Una Sorpresa lungo la Via

Lo hobbit non ci credeva! Rivedere Balin, Dori, Oin, Gloin e tutti gli altri! Sì, li avrebbe rivisti proprio il giorno dopo! Per la Via che porta per i campi di Maggot e al Traghetto sul Brandivino! Bilbo non credeva alle parole di Gandalf: «... Saranno coloro che ti accompagnaro nel viaggio che finì circa un anno fa!». Lo hobbit era rimasto sorpreso. Gandalf si alzò. «Dovremmo essere già in cammino per la Via.
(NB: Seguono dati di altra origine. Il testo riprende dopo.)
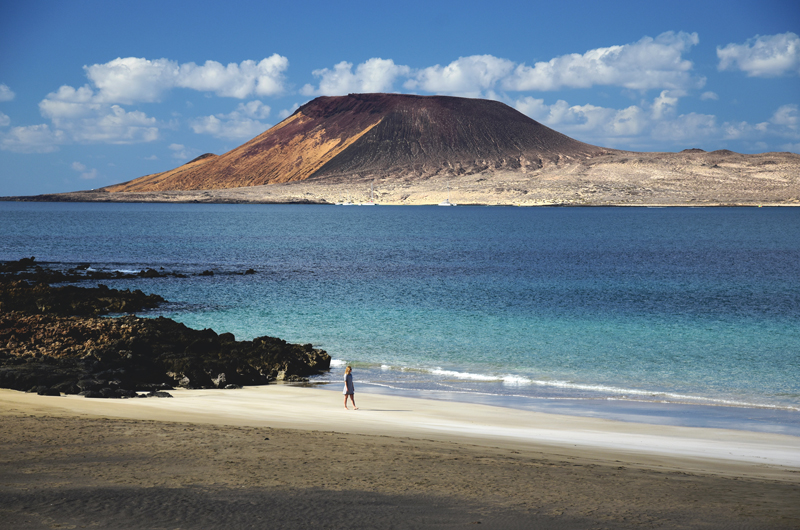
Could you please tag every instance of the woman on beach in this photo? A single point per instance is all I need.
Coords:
(349, 390)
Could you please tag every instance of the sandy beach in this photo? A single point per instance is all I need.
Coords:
(282, 456)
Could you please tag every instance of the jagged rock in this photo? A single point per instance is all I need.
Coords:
(114, 357)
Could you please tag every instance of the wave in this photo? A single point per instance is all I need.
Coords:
(618, 393)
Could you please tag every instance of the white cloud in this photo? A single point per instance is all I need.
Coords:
(763, 56)
(6, 94)
(110, 125)
(32, 139)
(92, 113)
(181, 152)
(285, 113)
(131, 79)
(664, 105)
(587, 121)
(467, 76)
(786, 116)
(89, 175)
(81, 168)
(647, 64)
(242, 123)
(651, 63)
(374, 75)
(687, 128)
(652, 125)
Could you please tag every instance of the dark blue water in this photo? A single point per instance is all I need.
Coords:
(589, 305)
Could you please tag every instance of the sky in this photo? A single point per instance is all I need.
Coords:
(94, 93)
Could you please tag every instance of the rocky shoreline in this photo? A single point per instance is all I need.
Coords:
(54, 340)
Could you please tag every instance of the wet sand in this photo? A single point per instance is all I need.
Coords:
(287, 457)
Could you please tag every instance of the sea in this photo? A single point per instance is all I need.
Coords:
(679, 316)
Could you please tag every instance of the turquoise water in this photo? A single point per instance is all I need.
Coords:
(594, 310)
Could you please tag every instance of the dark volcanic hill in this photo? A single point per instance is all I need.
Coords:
(378, 136)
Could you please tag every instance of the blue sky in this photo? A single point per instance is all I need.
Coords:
(98, 92)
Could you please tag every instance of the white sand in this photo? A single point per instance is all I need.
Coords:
(698, 450)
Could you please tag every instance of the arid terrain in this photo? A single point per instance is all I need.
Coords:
(423, 149)
(689, 178)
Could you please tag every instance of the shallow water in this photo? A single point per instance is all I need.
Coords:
(575, 306)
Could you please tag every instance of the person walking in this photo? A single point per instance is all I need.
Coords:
(349, 389)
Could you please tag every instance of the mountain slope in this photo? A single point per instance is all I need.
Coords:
(377, 136)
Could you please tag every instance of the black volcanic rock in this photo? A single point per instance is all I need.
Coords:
(50, 342)
(428, 135)
(378, 136)
(104, 355)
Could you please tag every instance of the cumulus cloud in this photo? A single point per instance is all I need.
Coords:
(6, 94)
(763, 56)
(650, 63)
(687, 128)
(285, 113)
(374, 75)
(467, 76)
(81, 168)
(587, 121)
(180, 151)
(647, 64)
(242, 123)
(32, 139)
(94, 112)
(656, 123)
(132, 79)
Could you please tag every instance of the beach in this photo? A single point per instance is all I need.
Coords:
(283, 456)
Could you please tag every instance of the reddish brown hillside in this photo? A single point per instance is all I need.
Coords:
(377, 135)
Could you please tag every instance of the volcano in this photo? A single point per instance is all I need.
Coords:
(367, 136)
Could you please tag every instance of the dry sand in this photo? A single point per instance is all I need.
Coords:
(617, 179)
(287, 457)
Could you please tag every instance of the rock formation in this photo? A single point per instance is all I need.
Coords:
(45, 347)
(377, 135)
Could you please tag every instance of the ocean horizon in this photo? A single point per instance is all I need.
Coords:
(687, 316)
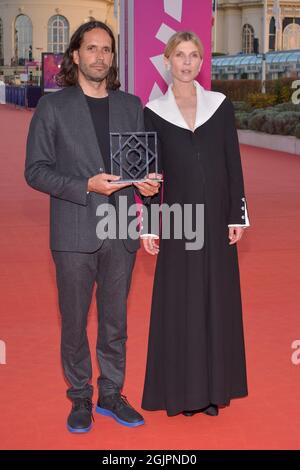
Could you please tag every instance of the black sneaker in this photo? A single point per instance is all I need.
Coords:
(80, 418)
(117, 407)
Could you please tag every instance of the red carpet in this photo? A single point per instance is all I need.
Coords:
(33, 407)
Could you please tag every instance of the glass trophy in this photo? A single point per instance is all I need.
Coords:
(133, 156)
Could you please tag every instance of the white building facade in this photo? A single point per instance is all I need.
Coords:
(238, 26)
(29, 27)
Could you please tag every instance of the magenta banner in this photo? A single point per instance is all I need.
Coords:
(154, 22)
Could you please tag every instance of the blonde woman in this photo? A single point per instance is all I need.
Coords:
(196, 358)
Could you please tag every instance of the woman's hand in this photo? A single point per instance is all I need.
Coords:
(235, 234)
(150, 245)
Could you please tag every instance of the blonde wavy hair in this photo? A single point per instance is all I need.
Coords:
(183, 36)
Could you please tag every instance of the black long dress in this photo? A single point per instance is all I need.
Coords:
(196, 347)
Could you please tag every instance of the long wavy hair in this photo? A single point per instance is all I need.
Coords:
(68, 74)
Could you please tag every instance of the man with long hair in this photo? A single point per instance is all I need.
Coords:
(68, 157)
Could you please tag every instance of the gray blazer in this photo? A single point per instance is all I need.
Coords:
(63, 153)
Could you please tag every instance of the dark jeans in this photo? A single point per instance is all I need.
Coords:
(76, 273)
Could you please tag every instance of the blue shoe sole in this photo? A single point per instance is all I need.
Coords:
(104, 412)
(78, 430)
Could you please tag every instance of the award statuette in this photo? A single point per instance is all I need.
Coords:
(133, 156)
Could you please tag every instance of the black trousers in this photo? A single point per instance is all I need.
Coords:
(76, 273)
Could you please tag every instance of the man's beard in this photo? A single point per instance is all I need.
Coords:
(92, 78)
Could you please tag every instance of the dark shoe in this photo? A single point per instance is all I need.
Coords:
(80, 418)
(117, 407)
(211, 410)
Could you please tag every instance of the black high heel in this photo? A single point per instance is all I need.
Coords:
(211, 410)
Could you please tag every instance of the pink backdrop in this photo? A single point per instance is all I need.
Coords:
(148, 17)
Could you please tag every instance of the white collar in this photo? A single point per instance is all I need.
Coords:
(207, 104)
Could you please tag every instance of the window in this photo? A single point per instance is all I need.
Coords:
(1, 42)
(23, 38)
(248, 39)
(291, 36)
(58, 34)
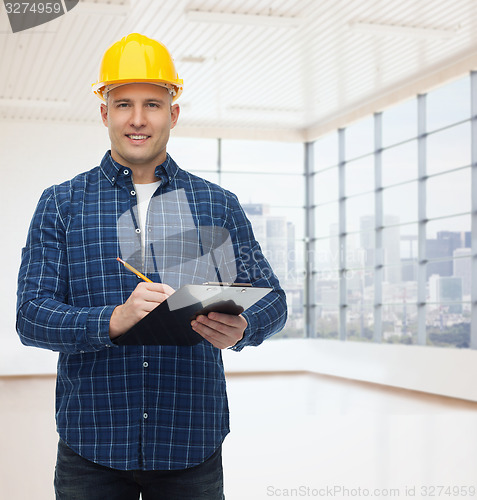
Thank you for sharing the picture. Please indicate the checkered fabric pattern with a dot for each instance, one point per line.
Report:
(129, 407)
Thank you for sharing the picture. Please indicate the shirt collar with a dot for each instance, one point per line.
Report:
(112, 169)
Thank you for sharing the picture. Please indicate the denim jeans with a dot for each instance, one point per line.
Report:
(79, 479)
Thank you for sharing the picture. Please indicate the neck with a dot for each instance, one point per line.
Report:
(143, 175)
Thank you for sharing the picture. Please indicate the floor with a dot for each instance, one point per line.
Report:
(294, 435)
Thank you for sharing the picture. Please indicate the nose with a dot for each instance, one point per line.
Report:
(138, 117)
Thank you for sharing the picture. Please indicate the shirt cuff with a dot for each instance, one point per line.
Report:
(97, 327)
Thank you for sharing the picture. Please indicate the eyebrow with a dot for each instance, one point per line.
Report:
(148, 99)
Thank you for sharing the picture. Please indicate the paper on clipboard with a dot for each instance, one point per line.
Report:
(170, 322)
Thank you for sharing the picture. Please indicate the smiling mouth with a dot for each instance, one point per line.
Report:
(137, 137)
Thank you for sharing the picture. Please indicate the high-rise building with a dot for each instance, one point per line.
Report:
(276, 236)
(442, 247)
(391, 245)
(462, 266)
(445, 291)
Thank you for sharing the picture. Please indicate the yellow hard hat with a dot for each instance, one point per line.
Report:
(137, 59)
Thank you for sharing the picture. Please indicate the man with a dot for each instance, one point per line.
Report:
(136, 420)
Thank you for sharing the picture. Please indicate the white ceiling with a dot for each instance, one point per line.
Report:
(338, 60)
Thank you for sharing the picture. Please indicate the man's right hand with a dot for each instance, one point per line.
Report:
(141, 302)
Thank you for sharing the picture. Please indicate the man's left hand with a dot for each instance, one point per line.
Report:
(221, 330)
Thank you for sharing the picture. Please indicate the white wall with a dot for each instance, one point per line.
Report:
(34, 156)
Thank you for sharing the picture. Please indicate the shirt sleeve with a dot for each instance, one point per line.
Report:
(268, 316)
(44, 317)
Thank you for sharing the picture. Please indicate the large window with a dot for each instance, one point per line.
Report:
(392, 209)
(268, 178)
(368, 228)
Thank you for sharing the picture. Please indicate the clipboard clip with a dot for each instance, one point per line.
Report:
(225, 283)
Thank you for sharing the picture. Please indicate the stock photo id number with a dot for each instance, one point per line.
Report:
(26, 15)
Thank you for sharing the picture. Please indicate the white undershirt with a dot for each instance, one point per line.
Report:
(144, 194)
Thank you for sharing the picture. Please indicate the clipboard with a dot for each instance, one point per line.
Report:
(169, 323)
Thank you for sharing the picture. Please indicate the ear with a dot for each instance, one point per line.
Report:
(104, 114)
(175, 110)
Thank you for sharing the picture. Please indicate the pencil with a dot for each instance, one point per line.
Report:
(135, 271)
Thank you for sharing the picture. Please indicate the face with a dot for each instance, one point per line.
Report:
(139, 117)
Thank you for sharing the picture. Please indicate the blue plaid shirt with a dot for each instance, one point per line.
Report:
(129, 407)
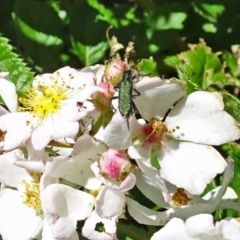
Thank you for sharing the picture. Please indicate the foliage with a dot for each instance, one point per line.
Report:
(196, 41)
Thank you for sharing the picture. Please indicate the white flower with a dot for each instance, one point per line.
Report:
(178, 202)
(63, 206)
(201, 226)
(77, 167)
(20, 210)
(51, 109)
(180, 141)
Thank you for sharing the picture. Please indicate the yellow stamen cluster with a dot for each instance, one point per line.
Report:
(32, 194)
(46, 98)
(2, 135)
(159, 128)
(180, 198)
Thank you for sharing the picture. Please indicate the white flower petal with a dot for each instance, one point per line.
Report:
(174, 230)
(117, 134)
(64, 206)
(10, 174)
(230, 229)
(157, 95)
(110, 203)
(202, 226)
(190, 166)
(150, 189)
(17, 220)
(145, 215)
(200, 118)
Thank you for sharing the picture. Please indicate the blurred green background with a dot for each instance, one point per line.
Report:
(50, 34)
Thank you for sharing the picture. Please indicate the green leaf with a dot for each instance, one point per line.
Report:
(10, 62)
(40, 31)
(201, 66)
(232, 106)
(85, 25)
(89, 55)
(147, 67)
(129, 231)
(231, 62)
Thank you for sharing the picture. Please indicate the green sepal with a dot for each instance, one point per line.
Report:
(232, 106)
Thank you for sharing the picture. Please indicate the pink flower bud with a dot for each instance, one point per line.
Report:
(115, 165)
(114, 71)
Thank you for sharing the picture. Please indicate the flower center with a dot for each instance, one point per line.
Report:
(45, 99)
(32, 194)
(180, 198)
(154, 130)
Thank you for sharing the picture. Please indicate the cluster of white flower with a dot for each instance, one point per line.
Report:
(68, 154)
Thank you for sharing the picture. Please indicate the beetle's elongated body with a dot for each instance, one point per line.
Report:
(126, 105)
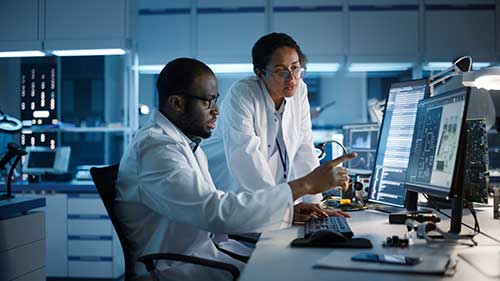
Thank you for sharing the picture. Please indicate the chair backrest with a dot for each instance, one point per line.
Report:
(105, 181)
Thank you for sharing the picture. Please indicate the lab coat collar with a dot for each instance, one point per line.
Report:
(267, 97)
(170, 129)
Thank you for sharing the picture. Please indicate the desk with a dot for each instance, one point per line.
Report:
(274, 259)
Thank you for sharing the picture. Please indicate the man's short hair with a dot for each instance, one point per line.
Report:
(178, 77)
(265, 47)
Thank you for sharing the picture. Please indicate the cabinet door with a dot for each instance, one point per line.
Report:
(227, 30)
(56, 235)
(85, 24)
(317, 26)
(457, 28)
(387, 31)
(164, 31)
(19, 25)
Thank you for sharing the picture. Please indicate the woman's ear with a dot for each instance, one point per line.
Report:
(259, 73)
(176, 103)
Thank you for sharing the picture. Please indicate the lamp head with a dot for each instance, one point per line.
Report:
(486, 78)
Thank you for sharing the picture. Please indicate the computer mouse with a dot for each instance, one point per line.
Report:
(326, 236)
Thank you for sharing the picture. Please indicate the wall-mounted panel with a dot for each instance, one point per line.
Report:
(85, 20)
(317, 27)
(19, 25)
(164, 32)
(453, 30)
(227, 30)
(388, 31)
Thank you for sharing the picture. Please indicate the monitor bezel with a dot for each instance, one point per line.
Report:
(61, 160)
(408, 83)
(457, 179)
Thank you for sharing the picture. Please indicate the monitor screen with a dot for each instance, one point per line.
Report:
(432, 165)
(362, 139)
(393, 151)
(42, 159)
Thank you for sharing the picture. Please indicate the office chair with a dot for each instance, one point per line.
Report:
(105, 180)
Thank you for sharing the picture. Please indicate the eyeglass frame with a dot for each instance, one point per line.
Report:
(301, 71)
(212, 102)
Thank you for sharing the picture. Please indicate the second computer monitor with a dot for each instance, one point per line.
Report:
(433, 164)
(394, 145)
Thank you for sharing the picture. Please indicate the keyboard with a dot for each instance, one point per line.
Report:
(338, 224)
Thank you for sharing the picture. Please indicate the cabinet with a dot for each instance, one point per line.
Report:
(65, 24)
(457, 28)
(19, 22)
(164, 31)
(81, 241)
(317, 26)
(227, 30)
(73, 24)
(387, 31)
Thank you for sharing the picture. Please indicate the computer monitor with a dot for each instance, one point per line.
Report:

Su Bilbo andiamo!». Salutarono la proprietaria e uscirono. Gandalf era davanti a lo hobbit e lo guidava nell'oscurità della notte. Si avvicinarono alla cespuglio dove il cavallo era stato legato. Non c'era più! «Ahimé! Ci toccherà andare a piedi, bé abbiamo e acqua a sufficienza fino a casa dei Maggot» disse lo stregone indicando la


sua bisaccia; conluse dicendo: «Ho fatto bene a non mettere la bisaccia sul cavallo». Si misero in cammino sulle strade di Hobbiville e camminarono finché non arrivarono in una boscaglia dove la strada della città si fermava e lasciava il posto a una strada di ghiaia. Gli alberi erano piccoli ma le alte chiome erano possenti. La notte, al piccolo hobbit, faceva sembrare le ombre degli alberi i Sakrenek. Bilbo si nascondeva dietro lo stregone. Dopo il viaggio a Erebor era diventato un po' più coraggioso ma adesso era diventato il vecchio hobbit di una volta.